Resonance Raman spectra of theS3←Stransition of SO2: Electronic, vibrational, and rotational dynamics in solution

Abstract

Resonance Raman spectra, including absolute scattering cross sections, of sulfur dioxide in the vapor phase and in hexane solution have been obtained at several excitation wavelengths between 235 and 208 nm, on resonance with the strong S3←S0, 1B2←1A1 electronic transition. Due to the narrow rovibronic linewidths in the isolated molecule, the vapor phase spectra are best described as single vibronic level resonance fluorescence and exhibit intensity patterns that depend strongly on excitation wavelength, while the solution phase spectra are only weakly dependent on excitation frequency due to the increased linewidths of the vibronic transitions.
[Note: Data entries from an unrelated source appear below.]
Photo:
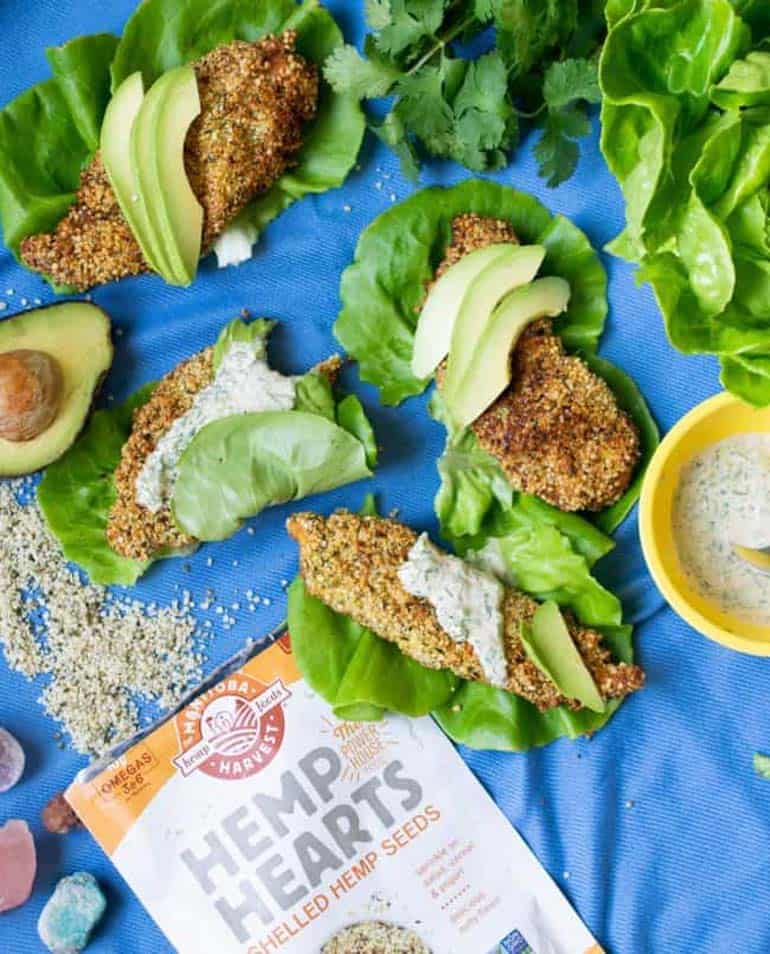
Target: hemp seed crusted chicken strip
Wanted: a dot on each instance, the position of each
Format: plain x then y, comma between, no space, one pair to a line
351,563
557,430
255,98
133,530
The spectra in hexane are dominated by long overtone progressions in the symmetric stretch and its combination bands with the bend. The relative and absolute cross sections are reproduced fairly well through time-dependent wave packet propagation calculations employing an anharmonic S3 state potential previously developed to fit vibronic energy levels of the isolated molecule. The average vibronic homogeneous linewidth in solution is found to be about 560 cm−1 FWHM, implying an electronic dephasing time of approximately 20 fs, and the absence of significant broad fluorescence indicates that the dephasing is dominated by electronic population relaxation. In contrast, the ground state isotropic Raman linewidths are less than 5 cm−1, even for overtones involving up to six stretching quanta, indicating ground state vibrational dephasing times greater than 2 ps. Analysis of the anisotropic band shapes suggests that the rotational motion is not greatly hindered by solvation.